A well-know labour activist was sentenced on 20 October to three years in jail for “gathering a crowd to disrupt social order” (聚众扰乱社会秩序罪), according to media reports.
Zhao Dongmin was arrested on 19 August last year after organizing more than 380 workers from about 20 state-owned enterprises (SOEs) to form a labour rights group tasked with overseeing and monitoring SOE restructuring, and reporting corruption and abuses of power.
The Shaanxi Union Rights Defence Representative Congress was formally banned by the municipal government of Xi’an on 27 July, after which Zhao wrote an open letter protesting the action to the State Council, the municipal, provincial and central committees of the Chinese Communist Party. He was arrested 18 days later.
Since his arrest, Zhao’s case has been taken up by an increasingly vocal group of supporters, many of whom share his leftist political views. Zhao was the head of the Shaanxi Mao Zedong Thought Study Group, one of several Maoist groups in China that seek the restoration of a more egalitarian, fair and just society.
More than 50 scholars signed a petition this month stating that Zhao was not only innocent but had performed meritorious service (无罪有功) and that his arrest mocked the rule of law and insulted trade union organizers.

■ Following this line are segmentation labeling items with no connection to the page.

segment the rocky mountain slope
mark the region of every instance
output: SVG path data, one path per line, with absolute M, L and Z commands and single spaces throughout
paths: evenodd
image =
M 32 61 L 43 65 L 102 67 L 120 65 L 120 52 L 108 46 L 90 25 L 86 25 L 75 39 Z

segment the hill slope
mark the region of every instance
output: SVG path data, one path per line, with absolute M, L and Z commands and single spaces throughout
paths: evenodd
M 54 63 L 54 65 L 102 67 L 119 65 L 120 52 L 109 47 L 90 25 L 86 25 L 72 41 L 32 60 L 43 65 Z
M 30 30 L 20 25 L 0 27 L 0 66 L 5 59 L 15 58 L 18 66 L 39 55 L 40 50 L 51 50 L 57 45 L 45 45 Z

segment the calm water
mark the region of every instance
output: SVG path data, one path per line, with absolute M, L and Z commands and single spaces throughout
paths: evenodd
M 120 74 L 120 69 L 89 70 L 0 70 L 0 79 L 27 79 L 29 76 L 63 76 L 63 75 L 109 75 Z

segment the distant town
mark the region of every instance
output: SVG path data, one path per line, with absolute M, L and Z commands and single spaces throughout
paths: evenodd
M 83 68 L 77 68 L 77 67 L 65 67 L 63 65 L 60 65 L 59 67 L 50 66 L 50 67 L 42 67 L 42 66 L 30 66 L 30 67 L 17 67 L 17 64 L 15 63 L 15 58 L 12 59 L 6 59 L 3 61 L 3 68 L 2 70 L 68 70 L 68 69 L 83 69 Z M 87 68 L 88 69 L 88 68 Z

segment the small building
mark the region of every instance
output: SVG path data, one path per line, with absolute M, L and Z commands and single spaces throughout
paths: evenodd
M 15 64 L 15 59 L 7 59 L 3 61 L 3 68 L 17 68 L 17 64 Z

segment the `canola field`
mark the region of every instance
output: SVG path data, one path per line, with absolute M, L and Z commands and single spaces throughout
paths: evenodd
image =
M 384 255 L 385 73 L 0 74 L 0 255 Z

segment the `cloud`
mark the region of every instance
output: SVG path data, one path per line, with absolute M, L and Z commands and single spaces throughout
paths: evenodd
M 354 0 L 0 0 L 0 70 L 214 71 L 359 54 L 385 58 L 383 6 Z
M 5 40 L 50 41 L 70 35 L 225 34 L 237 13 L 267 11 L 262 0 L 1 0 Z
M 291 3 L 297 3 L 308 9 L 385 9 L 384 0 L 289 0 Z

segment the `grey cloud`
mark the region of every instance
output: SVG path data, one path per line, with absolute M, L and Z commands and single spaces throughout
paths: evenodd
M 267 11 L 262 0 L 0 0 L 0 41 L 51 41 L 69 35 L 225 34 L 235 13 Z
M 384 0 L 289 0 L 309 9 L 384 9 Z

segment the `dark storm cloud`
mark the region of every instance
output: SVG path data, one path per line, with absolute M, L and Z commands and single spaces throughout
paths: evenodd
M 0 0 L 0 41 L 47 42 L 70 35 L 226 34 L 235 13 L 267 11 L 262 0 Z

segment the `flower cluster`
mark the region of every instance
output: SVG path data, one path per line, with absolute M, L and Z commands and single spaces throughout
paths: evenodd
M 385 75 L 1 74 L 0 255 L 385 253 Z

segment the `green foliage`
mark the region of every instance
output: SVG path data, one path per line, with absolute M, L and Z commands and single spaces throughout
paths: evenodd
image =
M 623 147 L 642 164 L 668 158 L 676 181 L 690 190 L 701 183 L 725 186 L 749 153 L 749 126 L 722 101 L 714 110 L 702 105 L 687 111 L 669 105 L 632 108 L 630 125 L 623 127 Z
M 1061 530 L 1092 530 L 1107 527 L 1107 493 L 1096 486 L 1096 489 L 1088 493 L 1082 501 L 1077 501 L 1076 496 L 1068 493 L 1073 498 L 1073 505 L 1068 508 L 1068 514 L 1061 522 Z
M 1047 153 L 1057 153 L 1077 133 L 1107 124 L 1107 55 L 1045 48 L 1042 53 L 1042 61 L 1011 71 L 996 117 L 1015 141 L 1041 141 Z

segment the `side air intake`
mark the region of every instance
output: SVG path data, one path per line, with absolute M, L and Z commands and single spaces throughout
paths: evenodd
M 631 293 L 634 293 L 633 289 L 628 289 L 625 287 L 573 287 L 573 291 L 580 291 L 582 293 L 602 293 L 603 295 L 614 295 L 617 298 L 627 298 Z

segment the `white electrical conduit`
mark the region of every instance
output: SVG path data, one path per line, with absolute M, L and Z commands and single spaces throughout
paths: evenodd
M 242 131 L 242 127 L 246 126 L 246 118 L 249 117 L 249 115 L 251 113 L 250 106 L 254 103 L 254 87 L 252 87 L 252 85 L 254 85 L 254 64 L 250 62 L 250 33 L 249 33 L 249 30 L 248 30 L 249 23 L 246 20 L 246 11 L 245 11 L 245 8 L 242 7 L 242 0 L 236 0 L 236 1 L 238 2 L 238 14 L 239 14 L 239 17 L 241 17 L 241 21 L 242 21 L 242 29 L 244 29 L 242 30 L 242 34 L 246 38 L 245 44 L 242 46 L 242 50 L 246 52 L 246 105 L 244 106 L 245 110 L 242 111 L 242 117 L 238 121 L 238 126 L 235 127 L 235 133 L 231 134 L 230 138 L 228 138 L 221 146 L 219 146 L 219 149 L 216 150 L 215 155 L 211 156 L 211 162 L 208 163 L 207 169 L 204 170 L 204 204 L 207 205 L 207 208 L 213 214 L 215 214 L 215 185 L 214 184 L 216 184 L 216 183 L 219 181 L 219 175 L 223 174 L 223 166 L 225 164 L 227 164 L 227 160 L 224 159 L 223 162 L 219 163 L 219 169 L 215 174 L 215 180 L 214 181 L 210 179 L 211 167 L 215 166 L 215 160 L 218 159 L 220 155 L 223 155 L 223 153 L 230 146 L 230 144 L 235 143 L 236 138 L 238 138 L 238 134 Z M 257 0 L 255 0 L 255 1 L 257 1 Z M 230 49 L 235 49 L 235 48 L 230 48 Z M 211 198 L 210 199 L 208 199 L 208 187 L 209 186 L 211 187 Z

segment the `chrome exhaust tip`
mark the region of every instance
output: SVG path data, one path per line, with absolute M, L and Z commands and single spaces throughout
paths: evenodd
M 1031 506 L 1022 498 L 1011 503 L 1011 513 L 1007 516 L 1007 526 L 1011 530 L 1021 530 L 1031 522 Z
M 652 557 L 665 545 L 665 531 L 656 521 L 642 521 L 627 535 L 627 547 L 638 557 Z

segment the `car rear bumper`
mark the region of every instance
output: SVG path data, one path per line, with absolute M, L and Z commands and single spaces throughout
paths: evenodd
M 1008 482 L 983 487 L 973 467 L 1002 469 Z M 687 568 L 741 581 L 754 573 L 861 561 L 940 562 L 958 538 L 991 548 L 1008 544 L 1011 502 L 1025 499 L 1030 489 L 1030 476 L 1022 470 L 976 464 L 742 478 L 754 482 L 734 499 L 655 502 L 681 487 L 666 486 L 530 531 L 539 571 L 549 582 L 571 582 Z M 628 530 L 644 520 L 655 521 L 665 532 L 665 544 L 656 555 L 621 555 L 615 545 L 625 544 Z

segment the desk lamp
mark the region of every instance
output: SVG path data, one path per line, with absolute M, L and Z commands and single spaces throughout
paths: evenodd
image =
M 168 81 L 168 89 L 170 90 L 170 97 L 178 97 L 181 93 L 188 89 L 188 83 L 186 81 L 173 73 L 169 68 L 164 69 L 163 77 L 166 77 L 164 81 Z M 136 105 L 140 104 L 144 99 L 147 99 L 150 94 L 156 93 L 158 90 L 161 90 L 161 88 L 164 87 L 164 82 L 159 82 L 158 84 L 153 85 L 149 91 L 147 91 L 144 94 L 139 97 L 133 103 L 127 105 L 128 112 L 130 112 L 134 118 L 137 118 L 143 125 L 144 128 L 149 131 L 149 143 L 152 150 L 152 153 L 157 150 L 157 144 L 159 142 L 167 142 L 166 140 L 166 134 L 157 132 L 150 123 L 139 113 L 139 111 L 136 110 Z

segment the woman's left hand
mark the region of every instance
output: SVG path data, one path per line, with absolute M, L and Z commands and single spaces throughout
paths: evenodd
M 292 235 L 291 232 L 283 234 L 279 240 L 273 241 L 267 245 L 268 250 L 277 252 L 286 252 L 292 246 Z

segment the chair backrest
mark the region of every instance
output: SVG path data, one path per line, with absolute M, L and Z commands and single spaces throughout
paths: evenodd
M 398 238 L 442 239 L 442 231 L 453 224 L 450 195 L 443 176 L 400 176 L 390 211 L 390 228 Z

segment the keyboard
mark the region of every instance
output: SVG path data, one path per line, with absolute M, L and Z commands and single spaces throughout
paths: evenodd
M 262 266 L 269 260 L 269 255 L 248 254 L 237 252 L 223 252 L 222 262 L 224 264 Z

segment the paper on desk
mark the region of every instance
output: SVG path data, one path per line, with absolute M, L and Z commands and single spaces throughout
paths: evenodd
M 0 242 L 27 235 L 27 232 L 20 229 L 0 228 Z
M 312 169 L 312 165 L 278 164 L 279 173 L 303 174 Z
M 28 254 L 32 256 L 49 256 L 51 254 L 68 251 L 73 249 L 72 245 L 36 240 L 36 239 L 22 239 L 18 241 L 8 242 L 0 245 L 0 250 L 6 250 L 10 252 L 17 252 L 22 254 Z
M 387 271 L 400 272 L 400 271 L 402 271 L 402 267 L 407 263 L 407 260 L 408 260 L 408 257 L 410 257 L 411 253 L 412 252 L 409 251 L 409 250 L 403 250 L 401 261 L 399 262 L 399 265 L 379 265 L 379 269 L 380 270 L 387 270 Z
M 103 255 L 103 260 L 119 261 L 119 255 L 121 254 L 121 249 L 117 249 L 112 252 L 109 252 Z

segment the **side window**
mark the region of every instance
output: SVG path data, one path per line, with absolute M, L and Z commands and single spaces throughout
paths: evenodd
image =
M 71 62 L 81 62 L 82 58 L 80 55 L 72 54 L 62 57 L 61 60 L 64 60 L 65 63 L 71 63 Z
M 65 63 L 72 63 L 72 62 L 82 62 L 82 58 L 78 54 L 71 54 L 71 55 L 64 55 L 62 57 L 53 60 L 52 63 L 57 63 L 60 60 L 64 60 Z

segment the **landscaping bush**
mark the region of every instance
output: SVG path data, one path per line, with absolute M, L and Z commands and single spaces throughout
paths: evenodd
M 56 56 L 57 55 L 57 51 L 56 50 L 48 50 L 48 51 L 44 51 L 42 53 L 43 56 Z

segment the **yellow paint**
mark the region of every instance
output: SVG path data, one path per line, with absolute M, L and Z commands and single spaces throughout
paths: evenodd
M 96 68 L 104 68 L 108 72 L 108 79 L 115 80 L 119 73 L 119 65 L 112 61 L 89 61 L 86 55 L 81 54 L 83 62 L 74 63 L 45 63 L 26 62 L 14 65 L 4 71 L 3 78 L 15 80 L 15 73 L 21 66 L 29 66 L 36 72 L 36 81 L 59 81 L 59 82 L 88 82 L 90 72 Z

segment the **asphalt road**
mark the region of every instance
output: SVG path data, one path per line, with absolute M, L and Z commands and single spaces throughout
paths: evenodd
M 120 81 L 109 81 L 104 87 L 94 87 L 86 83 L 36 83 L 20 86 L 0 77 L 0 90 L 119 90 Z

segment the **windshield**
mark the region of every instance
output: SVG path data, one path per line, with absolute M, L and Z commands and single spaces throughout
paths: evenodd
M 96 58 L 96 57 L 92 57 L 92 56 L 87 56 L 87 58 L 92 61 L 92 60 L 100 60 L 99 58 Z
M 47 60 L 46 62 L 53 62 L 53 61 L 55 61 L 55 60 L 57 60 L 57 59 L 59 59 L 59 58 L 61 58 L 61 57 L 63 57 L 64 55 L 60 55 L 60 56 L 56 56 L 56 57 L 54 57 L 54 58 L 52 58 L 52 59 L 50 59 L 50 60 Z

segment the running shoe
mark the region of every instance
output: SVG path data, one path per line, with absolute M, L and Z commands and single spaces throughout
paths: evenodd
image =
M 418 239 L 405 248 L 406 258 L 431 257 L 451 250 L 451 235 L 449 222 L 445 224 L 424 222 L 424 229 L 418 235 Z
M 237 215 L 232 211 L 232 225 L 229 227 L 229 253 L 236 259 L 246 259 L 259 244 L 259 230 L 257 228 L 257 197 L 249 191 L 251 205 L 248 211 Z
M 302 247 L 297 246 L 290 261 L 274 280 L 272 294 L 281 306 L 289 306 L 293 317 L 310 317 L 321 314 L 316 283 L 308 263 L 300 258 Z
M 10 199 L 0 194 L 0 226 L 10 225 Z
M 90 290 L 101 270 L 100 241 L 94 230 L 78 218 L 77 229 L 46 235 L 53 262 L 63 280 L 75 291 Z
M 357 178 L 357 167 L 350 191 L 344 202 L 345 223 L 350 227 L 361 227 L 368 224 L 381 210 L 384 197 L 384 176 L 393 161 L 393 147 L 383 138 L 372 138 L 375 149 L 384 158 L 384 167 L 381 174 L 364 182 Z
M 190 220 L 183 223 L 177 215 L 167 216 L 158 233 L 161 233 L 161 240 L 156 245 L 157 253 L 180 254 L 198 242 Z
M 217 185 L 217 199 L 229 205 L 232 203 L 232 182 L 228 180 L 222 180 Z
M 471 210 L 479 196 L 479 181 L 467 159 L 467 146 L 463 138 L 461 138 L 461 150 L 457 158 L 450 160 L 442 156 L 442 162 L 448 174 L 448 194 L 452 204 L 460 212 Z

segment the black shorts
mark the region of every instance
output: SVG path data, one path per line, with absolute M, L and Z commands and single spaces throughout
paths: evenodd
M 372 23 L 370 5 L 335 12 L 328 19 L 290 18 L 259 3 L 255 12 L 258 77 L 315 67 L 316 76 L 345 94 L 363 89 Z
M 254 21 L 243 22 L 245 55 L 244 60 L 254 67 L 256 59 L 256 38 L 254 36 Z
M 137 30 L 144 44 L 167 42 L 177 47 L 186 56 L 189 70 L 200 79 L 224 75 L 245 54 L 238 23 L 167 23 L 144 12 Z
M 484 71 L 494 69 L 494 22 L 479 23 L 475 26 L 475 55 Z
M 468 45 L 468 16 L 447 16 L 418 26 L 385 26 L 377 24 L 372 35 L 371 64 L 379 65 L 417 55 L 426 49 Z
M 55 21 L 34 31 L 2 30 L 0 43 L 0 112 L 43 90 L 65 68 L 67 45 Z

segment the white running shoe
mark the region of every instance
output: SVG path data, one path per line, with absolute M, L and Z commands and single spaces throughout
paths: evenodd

Zhao’s three year sentence is on the upper-end of the scale for labour activists. Unlike a decade ago when five or ten year sentences were not uncommon, the authorities nowadays tend to use threats, harassment and short-term detention rather than criminal trials and prison terms to suppress labour groups and activists. It is perhaps Zhao’s Maoist allegiances therefore that led to his relatively heavy sentence on this occasion.